L'ipotesi su cui sta lavorando il governo sembra quindi quella di un trasferimento delle competenze di Banca d'Italia su fusioni e acquisizioni bancarie, verso la Commissione Antitrust di Giuseppe Tesauro, e la creazione di una super Authority per sorvegliare sulle emissioni di bond e azioni, da affiancare alla Consob, anch'essa fortemente latitante sul piano dei controlli.
Assistiamo così ad una gigantesca operazione di maquillage cosmetico, con la creazione di nuove e costose strutture di controllo formale, il cui ambito d'intervento viene però sempre delimitato dalla vitale esigenza delle imprese di sottrarsi a qualunque serio controllo contabile, amministrativo e fiscale.
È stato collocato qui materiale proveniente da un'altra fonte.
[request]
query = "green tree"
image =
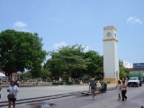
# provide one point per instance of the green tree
(20, 50)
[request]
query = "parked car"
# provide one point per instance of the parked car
(134, 81)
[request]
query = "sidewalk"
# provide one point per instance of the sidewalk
(39, 91)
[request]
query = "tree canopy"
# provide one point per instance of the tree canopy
(20, 50)
(73, 62)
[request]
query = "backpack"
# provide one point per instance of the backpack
(93, 84)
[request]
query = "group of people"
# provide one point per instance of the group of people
(12, 93)
(121, 90)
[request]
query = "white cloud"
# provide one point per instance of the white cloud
(59, 45)
(19, 24)
(134, 20)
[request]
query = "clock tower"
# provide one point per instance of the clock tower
(111, 60)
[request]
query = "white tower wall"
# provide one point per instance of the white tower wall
(111, 61)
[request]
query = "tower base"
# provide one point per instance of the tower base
(111, 80)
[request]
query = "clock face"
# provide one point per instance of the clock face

Il problema è dare in pasto all'opinione pubblica l'idea che qualcosa è stato fatto, per prevenire i disastri del futuro, mentre nei fatti restano in vita centinaia di possibilità di eludere i controlli, occultare la base imponibile, presentare bilanci di comodo.
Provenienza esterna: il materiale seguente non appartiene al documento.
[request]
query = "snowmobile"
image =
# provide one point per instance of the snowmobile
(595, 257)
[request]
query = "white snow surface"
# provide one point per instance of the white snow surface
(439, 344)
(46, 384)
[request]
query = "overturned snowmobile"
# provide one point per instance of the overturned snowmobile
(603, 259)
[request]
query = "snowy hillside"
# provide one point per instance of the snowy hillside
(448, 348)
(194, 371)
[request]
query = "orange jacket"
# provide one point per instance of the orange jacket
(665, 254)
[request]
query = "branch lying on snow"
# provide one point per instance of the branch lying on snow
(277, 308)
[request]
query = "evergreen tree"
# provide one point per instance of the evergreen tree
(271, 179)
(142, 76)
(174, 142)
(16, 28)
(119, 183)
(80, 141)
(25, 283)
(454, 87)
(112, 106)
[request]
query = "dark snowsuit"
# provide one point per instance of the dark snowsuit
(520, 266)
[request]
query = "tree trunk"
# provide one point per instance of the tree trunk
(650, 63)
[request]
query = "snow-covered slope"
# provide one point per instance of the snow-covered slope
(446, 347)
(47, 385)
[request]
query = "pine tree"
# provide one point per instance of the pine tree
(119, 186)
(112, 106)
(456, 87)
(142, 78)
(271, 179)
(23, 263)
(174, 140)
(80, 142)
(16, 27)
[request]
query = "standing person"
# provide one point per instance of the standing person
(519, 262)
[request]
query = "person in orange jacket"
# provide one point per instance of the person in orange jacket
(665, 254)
Intanto l'inchiesta Parmalat prosegue, rivelando un groviglio di interessi sempre più complesso e delicato da riferire. Gli ultimi interrogatori di Tanzi e Tonna sono stati secretati, perché probabilmente si è cominciato ad affrontare il livello dei politici coinvolti, dei funzionari pubblici corrotti, dei banchieri compiacenti. La Price Waterhouse ha contato circa 14,3 miliardi di euro di debiti complessivi, cifra che riporta quasi a zero le possibilità di riavere qualcosa sia per le banche che sono esposte per circa 3,1 miliardi di euro (di cui circa la metà di competenza di banche italiane), sia per i risparmiatori che hanno in varie fasi comprato i 32 prestiti obbligazionari emessi dalla banda di Collecchio, per un totale (sembra) di 9 miliardi di euro. Il "tesoro dei Tanzi" non sarebbe, secondo le ultime notizie, concentrato su un unico deposito bancario, ma polverizzato in tante piccole fiduciarie alimentate gradualmente, nel tempo, e disperse, sul piano geografico. Sarà molto dura metterne insieme le tracce, con il risultato di raggranellare, al massimo, qualche centinaia di miliardi di euro.

La nuova società partirà, banche permettendo, entro marzo, con un'iniezione di liquidità da 150 miliardi di euro, di sui 35 gentilmente forniti da Calisto, per ammorbidire un po' i giudici che decideranno sul suo caso.

Intanto la sindrome da falso in bilancio si sta allargando a macchia d'olio, con la Consob che ha almeno una ventina di aziende sotto tiro, a cominciare da Finmatica ai cui amministratori è già arrivato l'avviso di garanzia ed il relativo provvedimento di arresto. L'ondata moralizzatrice sta assumendo proporzioni importanti, sull'esempio degli Usa del dopo Enron.

È probabile che nei prossimi mesi vedremo sgonfiarsi molti palloni e magari anche cadere qualche stella.